This paper shows a possible way to incorporate Wikipedia within a summative assignment. It provides evidence of the motivational and learning effectiveness of the process and all the assignment details to allow others to use the same process. http://www.nslc.wustl.edu/courses/Bio4030/wikipedia_project.html

http://search.ebscohost.com/login.aspx?direct=true&db=edselc&AN=edselc.2-52.0-84864628701&site=eds-live
The aims also include the demonstrating the ways in which social media and many other forms of social interaction allow opportunities for teaching practice to engaage, either formally e.g. let's make an assessment out of this or informal, lets discussion, analyse and explore this together. In the session I intended to:
  1. Start with introducing a wikipedian, describe how wikipedia works from their perspective, eg. workgroups, looking after pages
  2. Then show a particular group of pages that are from their subject area. I'm in the arts faculty. One of the pages was created by the wikipedian just discussed http://en.wikipedia.org/wiki/2010s_in_fashion. I'll talk about the 'talk' area of pages and 'history' and their relation to discussion and debate. Also the ways in which wikipedians display areas of concern in the page, e.g citation needed, and other warning signs. 
  3. I'll finish of with an example of assessment using wikipedia to hopefully lead into a discussion about innovation within teaching practice.
This is a very short session, so I might not get time to mention all the wiki research. What follows are some interesting links that have helped me prepare.

Facts and figures
From Townsend (2013) (apologies to wikipedians!!)
  • 17M registered users.
  • most are male, internet experts, childless
  • 5000 of these are active users
  • 1459 administrators within the system who are super users and step in to arbitrate over content
  • Administrators can block users or limit edit rights to some pages. 0.05 articles are blocked
  • 10% of authors – 90% of the acrtiles Ortega (2009, p. 106) in Shen (2013)

Research / Analysis

Rosenzweig's (2006) is the most notable study looking at the validity of the entries. 25 US historical figures where research in 3 different resources, eg two encyclopedias and wikipedia. Wikipedia was better than one and close behind the other. He critises the writing style of its choppiness.
But also see Nature 2005 article what compared accuracy and moved the debate from rejection to reluctant acceptance. Britannica had 3 errors per entry wiki 4

Shen (2013) conclusion is wikipedia is so huge power, control and hierarchy have to grow. Therefore it is not a true display of 'the wisdom of the crowds'

Systemic Bias - really interesting veiwpoint from a set of slides here

And the geographical location of page edits - http://www.zerogeography.net/2009/11/mapping-geographies-of-wikipedia.html 

References

Shen, XL,What leads students to adopt information from Wikipedia? An empirical investigation into the role of trust and information usefulness. BRITISH JOURNAL OF EDUCATIONAL TECHNOLOGY; MAY, 2013, 44 3, p502-p517, 16p. 

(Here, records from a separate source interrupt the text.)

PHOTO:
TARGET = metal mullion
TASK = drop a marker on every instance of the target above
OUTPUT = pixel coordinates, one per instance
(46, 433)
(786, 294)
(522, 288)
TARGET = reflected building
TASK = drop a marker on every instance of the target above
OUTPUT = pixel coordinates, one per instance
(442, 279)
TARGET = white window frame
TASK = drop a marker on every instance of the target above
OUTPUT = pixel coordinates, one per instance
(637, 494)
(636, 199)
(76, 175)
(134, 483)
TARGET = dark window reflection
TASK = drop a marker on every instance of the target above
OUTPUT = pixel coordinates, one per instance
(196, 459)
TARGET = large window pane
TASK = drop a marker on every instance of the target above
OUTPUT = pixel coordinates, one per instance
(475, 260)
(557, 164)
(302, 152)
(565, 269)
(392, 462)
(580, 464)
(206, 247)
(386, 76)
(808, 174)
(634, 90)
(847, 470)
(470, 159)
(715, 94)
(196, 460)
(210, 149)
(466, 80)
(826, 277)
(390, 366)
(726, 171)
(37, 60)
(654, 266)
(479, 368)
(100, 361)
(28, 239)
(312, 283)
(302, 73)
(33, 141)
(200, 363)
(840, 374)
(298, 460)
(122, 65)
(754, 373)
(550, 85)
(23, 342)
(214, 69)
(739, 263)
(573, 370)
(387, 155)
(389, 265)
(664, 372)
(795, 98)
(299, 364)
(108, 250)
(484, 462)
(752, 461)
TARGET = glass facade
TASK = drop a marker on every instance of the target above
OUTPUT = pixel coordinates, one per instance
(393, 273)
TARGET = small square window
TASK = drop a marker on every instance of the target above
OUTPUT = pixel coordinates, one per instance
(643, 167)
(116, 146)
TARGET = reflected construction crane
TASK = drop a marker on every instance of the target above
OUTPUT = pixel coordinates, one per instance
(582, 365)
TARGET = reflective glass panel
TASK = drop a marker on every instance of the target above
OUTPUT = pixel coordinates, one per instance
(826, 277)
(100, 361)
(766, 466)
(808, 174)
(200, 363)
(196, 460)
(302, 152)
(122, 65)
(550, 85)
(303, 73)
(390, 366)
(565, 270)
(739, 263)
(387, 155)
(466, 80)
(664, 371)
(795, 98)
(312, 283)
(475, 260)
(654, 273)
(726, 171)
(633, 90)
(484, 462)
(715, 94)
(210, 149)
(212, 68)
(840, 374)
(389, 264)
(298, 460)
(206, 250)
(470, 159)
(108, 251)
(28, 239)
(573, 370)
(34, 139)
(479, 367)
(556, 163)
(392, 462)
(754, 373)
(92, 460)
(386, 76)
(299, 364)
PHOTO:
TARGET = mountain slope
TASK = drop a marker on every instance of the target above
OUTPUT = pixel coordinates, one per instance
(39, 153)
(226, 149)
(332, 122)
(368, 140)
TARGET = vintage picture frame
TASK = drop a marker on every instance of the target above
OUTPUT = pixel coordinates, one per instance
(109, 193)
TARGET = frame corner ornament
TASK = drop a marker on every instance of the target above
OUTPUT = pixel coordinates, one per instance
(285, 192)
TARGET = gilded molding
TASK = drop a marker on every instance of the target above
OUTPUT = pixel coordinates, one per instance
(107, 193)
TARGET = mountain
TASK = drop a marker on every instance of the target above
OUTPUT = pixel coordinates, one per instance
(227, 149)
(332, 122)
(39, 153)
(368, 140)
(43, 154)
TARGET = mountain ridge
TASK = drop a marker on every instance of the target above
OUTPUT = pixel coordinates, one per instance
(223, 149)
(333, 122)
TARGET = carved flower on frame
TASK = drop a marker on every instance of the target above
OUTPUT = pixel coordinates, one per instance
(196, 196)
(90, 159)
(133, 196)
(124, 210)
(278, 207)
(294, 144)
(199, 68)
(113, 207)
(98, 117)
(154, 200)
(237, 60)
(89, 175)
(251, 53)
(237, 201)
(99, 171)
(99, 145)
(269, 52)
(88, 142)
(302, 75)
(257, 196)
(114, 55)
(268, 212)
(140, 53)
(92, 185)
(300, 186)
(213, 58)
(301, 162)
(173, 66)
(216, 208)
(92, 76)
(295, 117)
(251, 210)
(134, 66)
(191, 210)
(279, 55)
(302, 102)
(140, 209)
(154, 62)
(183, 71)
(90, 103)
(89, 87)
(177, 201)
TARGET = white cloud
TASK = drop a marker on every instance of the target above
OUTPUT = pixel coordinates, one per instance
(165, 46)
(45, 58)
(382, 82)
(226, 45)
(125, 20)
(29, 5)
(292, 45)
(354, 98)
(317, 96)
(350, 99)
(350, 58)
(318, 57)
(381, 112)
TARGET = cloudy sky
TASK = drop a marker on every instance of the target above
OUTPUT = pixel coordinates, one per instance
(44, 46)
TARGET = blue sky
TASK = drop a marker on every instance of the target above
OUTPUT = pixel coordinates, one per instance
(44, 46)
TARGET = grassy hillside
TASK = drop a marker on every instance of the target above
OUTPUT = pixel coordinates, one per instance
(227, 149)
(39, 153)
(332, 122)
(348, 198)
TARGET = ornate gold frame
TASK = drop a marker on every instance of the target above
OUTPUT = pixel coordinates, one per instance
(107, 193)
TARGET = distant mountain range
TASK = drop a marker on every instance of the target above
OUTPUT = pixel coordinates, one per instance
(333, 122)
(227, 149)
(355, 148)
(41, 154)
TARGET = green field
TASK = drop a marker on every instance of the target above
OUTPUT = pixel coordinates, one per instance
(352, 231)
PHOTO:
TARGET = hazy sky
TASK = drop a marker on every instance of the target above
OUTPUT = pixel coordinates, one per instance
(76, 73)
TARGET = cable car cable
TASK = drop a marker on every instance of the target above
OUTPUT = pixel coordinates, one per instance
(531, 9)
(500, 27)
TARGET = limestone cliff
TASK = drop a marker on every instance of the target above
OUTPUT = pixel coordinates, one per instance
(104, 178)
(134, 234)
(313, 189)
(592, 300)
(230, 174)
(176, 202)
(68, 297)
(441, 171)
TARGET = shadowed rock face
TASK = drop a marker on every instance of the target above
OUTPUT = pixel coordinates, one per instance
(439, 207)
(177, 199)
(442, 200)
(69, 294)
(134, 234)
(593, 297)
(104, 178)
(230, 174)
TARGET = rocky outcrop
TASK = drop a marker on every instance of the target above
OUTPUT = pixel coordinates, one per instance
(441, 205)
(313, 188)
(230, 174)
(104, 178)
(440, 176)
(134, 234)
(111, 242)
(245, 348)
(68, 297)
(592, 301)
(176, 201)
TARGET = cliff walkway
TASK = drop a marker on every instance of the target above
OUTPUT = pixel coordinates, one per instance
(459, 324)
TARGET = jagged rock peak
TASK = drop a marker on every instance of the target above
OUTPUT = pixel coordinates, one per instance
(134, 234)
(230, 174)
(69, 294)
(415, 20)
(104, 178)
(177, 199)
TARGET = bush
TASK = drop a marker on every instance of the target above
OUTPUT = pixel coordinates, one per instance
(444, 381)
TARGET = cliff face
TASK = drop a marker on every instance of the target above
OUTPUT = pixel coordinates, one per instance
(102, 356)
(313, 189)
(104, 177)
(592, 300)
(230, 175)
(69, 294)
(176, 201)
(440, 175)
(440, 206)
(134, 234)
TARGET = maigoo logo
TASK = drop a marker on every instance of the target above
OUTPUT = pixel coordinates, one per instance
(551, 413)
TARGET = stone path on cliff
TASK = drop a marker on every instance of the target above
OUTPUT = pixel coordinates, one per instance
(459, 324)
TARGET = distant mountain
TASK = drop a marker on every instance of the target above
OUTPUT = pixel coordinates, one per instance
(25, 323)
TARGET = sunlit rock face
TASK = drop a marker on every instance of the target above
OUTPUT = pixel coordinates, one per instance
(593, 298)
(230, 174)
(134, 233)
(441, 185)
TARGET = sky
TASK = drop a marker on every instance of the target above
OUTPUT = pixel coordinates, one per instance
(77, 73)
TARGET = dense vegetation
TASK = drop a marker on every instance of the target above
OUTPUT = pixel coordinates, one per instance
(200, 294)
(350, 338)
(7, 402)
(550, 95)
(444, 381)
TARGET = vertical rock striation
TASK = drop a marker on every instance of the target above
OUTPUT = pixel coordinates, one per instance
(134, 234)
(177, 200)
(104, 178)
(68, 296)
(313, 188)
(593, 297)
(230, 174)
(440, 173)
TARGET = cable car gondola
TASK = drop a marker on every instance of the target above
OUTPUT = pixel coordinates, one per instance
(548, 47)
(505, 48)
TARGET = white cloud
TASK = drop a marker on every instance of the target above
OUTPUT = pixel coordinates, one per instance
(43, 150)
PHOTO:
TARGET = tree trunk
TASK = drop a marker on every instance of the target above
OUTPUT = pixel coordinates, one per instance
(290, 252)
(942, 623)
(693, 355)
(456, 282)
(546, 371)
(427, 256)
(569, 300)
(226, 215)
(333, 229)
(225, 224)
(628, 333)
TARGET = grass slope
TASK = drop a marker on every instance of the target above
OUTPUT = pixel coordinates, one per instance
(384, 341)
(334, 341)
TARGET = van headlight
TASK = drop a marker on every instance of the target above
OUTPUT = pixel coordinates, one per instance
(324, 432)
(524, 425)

Roy Rosenzweig, "Can History be Open Source? Wikipedia and the Future of the Past", June 2006
Giles, Jim. “Internet Encyclopaedias Go Head to Head.” Nature 438, no. 15 (2005): 900–901.
Townsend, S. Wicked Wikipedia? Communities of Practice, the Production of Knowledge and Australian Sport History. International Journal of the History of Sport Apr2013, Vol. 30 Issue 5, p545 15p.